Damit stehen wir am Eingang in den dritten und letzten Teil von Platos Philosophie: seiner Ethik . Auch sie findet, gleich der Wissenschaft, ihre Begründung in der Ideenlehre. Die höchste aller Ideen ist die Idee des Guten . Auch sie muß in schwieriger Untersuchung erst gefunden werden. Denn sie ist das Letzte alles Erkennbaren, »mit Mühe nur zu schauen«, »hoch über allem Sein«, dafür auch die Erkenntnis der Wahrheit »an Würde und Kraft« noch überragend. Von allen anderen Ideen, selbst der des Schönen, gibt es Abbilder hienieden; von der des Guten nicht. Sie ist wie die Sonne, die alles Seiende erst erleuchtet und fruchtbar macht; weshalb sie gelegentlich auch mit dem Begriff gleichgesetzt wird, in den der Mensch das Höchste, was er nicht mehr auszudenken, sondern nur noch zu empfinden vermag, zu fassen sucht: der Gottheit . Der Mensch muß sich, wie das wunderbar schöne Gleichnis im siebten Buche des »Staates« ausführt, an ihre »Schau« erst gewöhnen, nachdem er bis dahin, gefesselt an die Höhle des Scheins, bloß Schattenbilder erblickt hat. Und eine zweite »Verwirrung der Augen« überkommt ihn, wenn er dann, noch geblendet von ihrem Glanz, wiederum hinabsteigt zu seinen früheren Mitgefangenen in der Höhle, das heißt der Welt des täglichen Lebens, die, weiter in ihrer Dämmerung dahinlebend, jenen Künder der Idee – wie es ja immer den großen Idealisten und Propheten einer neuen Idee ergangen ist – nicht begreifen, ja als irrsinnig verspotten. Wie bei allen großen Ethikern (Kant, Fichte), wird ferner auch bei Plato das Gute aufs schärfste vom bloß Angenehmen, also auch von der Lust geschieden, für die schon die Tiere als »vollgültige Zeugen« genügen würden. Damit wird die Freude am Natürlichen und Schönen nicht verbannt. Ist doch der Eros, das liebende Verlangen (siehe oben), auch die Wurzel alles künstlerischen Schaffens. Und die Idee des Guten stimmt die Seele zu einer inneren Harmonie, deren Seligkeit aller vergänglichen mit Irrtum und Täuschung gemischten Lust weit überlegen ist.
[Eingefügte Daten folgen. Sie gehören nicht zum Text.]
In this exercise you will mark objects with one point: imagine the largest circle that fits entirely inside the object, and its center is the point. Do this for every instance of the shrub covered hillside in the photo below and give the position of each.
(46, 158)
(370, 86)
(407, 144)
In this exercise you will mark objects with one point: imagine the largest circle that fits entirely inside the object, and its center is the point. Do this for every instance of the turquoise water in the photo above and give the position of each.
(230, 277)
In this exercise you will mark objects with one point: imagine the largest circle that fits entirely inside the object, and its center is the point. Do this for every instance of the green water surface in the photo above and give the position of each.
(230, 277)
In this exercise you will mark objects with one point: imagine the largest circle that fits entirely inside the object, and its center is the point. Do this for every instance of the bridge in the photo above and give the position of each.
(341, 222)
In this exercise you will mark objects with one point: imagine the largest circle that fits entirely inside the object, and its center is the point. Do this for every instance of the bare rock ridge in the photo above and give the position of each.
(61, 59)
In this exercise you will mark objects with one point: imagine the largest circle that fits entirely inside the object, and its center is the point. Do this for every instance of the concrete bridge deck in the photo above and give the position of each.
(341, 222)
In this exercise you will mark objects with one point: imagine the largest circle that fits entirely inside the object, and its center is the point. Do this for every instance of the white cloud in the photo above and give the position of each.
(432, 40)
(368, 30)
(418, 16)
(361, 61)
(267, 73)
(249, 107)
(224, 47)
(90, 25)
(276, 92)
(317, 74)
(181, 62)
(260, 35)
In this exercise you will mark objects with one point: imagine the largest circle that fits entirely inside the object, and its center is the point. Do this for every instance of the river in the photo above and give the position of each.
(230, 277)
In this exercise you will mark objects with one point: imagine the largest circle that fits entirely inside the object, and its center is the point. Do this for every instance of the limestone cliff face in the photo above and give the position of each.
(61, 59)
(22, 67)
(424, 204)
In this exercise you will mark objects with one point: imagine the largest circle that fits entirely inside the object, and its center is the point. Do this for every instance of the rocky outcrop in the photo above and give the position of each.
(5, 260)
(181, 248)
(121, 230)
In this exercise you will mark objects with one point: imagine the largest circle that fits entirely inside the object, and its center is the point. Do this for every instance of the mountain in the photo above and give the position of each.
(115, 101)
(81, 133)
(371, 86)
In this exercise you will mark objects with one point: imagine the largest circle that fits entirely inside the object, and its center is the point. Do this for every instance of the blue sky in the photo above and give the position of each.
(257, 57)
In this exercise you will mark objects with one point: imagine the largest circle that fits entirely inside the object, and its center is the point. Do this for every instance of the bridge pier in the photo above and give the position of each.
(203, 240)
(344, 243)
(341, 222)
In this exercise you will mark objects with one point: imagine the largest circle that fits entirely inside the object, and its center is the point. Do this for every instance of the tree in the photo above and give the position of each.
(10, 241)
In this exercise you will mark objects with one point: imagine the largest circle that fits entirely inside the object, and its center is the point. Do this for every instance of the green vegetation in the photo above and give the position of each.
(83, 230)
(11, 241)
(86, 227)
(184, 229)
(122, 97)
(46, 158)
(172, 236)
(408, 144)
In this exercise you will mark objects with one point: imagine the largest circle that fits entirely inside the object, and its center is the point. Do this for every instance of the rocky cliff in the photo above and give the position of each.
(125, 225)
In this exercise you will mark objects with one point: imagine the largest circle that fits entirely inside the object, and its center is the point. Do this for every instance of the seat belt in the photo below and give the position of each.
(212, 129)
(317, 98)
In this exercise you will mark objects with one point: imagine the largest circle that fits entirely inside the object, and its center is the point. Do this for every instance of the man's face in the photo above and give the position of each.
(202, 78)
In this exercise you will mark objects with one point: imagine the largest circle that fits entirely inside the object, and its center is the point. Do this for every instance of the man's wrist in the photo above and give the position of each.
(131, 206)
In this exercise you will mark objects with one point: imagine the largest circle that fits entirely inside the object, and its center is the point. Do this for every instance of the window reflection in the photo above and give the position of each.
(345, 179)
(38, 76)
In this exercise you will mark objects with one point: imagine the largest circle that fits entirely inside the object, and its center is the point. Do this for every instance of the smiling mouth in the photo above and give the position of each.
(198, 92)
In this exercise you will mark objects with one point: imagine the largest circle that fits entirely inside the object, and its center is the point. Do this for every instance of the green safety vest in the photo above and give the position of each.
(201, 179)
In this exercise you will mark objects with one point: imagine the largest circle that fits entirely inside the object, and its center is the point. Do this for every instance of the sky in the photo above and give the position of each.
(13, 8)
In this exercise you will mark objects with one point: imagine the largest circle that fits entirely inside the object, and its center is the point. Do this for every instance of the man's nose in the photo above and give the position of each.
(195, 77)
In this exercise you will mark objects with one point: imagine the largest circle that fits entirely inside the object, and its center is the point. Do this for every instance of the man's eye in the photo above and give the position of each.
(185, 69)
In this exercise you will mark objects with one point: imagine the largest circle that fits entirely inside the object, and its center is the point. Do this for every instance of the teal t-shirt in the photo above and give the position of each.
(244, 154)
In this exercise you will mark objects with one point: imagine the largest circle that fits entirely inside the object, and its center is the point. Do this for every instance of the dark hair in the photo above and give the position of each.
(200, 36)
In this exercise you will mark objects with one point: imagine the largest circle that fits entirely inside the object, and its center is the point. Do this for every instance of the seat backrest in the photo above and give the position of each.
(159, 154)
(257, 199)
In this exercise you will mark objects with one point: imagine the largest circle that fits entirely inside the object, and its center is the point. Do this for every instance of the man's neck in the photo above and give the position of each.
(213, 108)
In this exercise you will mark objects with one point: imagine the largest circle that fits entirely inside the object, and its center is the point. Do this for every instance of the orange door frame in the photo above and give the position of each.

Aber die Ethik bedarf der Anwendung , der Verwirklichung im Leben des Einzelnen wie der Gesamtheit. Wohl möchte, wer aus der dumpf-dunklen Höhle der Alltäglichkeit zur sonnenbeglänzten Höhe der Idee emporgestiegen, am liebsten stets in ihrem Anschauen verweilen, aber gerade die Idee des Guten treibt ihn wieder hinab zu jenen Armen an Geist, den »Höhlenbewohnern«, um auch sie emporzuführen zum Licht, das sie noch nicht kennen. – Die Tugenden des Einzelnen sind: Besonnenheit oder Selbstbeherrschung , die den begehrlichen Teil des Menschen in Schranken hält, Mannhaftigkeit , die seiner Willenskraft, Einsicht oder Weisheit , die dem vernünftigen Teile der Seele entspricht. Die höchste aber, die drei andern beherrschende Grundtugend ist die der Gerechtigkeit , das Thema seines größten Werkes, der »Republik«. Denn das sittliche Leben des Einzelnen kann sich nur verwirklichen in dem Abbilde des Menschen im großen, dem Staate . Platos Hauptwerk handelt denn auch vom Staat.
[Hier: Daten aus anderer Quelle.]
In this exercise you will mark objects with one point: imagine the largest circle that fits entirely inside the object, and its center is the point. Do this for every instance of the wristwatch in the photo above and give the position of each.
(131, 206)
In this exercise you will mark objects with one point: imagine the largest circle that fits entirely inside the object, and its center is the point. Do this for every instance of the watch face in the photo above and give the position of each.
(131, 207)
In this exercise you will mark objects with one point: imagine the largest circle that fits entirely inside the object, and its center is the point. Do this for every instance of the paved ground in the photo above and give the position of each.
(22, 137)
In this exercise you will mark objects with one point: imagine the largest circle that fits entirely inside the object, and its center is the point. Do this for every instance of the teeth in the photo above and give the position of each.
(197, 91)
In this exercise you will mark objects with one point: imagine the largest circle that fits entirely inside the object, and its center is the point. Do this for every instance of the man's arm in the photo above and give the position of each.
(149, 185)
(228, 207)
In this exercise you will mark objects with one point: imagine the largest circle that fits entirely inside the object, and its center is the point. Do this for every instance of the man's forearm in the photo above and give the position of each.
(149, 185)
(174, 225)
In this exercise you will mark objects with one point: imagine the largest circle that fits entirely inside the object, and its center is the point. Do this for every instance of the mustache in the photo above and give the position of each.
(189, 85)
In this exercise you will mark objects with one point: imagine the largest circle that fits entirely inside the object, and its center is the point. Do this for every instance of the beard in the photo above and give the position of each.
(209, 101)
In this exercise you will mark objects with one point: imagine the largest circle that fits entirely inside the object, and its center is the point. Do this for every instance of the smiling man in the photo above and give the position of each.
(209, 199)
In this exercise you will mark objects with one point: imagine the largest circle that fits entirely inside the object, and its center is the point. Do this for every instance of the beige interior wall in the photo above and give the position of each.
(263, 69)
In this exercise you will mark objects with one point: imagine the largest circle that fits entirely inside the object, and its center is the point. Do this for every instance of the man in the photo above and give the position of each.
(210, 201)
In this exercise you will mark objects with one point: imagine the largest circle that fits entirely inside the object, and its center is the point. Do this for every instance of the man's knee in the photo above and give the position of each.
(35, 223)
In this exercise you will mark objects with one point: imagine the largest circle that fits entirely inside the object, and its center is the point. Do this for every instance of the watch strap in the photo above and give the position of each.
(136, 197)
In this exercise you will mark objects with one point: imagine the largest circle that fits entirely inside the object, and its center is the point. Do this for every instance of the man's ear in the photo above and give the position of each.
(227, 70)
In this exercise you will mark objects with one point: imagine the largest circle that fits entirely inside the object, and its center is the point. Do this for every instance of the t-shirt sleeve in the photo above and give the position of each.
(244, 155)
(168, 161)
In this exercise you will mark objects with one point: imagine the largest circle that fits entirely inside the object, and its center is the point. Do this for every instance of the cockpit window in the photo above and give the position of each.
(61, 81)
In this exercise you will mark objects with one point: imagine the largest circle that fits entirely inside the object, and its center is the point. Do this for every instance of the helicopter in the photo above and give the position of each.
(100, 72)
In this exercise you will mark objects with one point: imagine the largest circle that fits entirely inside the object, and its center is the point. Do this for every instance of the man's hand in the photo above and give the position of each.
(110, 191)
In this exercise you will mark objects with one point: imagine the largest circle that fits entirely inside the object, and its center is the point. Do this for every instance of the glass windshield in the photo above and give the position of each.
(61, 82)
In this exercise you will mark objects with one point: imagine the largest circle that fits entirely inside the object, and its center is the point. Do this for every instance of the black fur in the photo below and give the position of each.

In ihm gipfelt seine Philosophie. Die zehn Bücher der Politeia (Staatsverfassung), gewöhnlich mit ihrem lateinischen Namen »Republik« zitiert, enthalten theoretische Philosophie, Ethik, Geschichtsphilosophie, Gesellschaftskritik, Erziehungs- und Staatslehre, alles in einem. Die Grundzüge seiner theoretischen und Moralphilosophie haben wir schon kennengelernt. Beginnen wir also mit seinen geschichtsphilosophischen Ausführungen über Entstehung und Entwicklung des Staates. Denn es steht keineswegs so, daß der große Idealist sein sozialistisches Staatsideal ohne Kenntnis der wirtschaftlichen Grundlagen des Staates und seiner historischen Entwicklung entworfen hätte. Er läßt ihn vielmehr, im zweiten Buche seines Werkes – das erste war allgemeinen Betrachtungen über den Begriff des Gerechten oder Sittlichguten gewidmet –, aus den alltäglichsten Bedürfnissen vor unseren Augen entstehen. Er schildert, wie diese Bedürfnisse dann zu verschiedenen Arten der Technik, zur Arbeitsteilung, zur Warenerzeugung und zum Warenhandel, zur Ausbildung des Geldes als Tauschmittel führten; wie dann infolge von Gebietsstreitigkeiten und Kriegen zu der erwerbenden eine kriegerische und eine regierende Klasse hinzukamen.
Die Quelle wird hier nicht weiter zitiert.